La filière forêt-bois nécessite une forte restructuration pour la mettre en phase avec la trajectoire de la SNBC2 et le paquet « Ajustement à l’objectif 55 ». Les investissements consacrés au renouvellement forestier ont progressé, mais sont encore nettement insuffisants pour adapter les forêts françaises au changement climatique d’ici à 2050.
La stratégie nationale de lutte contre la déforestation importée devra être étendue à d’autres pays que le Brésil et son extension à l’échelle de l’UE soutenue.
La Loi climat et résilience vise à atteindre l’objectif de zéro artificialisation nette (ZAN) comme prévu dans son article 192, et dans le Plan biodiversité. Pour atteindre cet objectif, la lutte contre l’articialisation des sols devrait être étendue aux zones de stationnement et de stockage des installations commerciales et aux sites des secteurs de la logistique et du commerce en ligne.

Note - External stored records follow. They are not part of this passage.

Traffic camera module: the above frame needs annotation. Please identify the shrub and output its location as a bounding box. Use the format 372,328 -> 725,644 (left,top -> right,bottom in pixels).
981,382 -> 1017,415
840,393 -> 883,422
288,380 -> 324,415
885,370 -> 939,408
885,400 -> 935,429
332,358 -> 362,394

L’analyse de la cohérence des mesures mises en place avec la SNBC2 et les recommandations spécifiques concernant le secteur des forêt-bois et de l’utilisation des terres sont détaillées en Section 2.3.
Pour le secteur de l’énergie (10% des émissions nationales) :
Le secteur de l’énergie est le seul secteur dont les émissions réalisées sont significativement inférieures aux budgets carbone sectoriels indicatifs de la SNBC2. La trajectoire pour la décarbonations complète du secteur de l’énergie manque cependant d’approche systémique. Les mesures d’efficacité énergétique et de sobriété restent insuffisamment déployées.
Le réseau électrique n’est pas adapté à l’augmentation des capacités de production liée à l’électrication croissante des usages (mobilité, bâtiment, industrie), et à la nécessaire diversification des vecteurs énergétiques renouvelables.
Le déploiement des énergies renouvelables est insuffisant pour atteindre les objectifs 2030 actuels, qui seront renforcés par la nouvelle loi climat européenne.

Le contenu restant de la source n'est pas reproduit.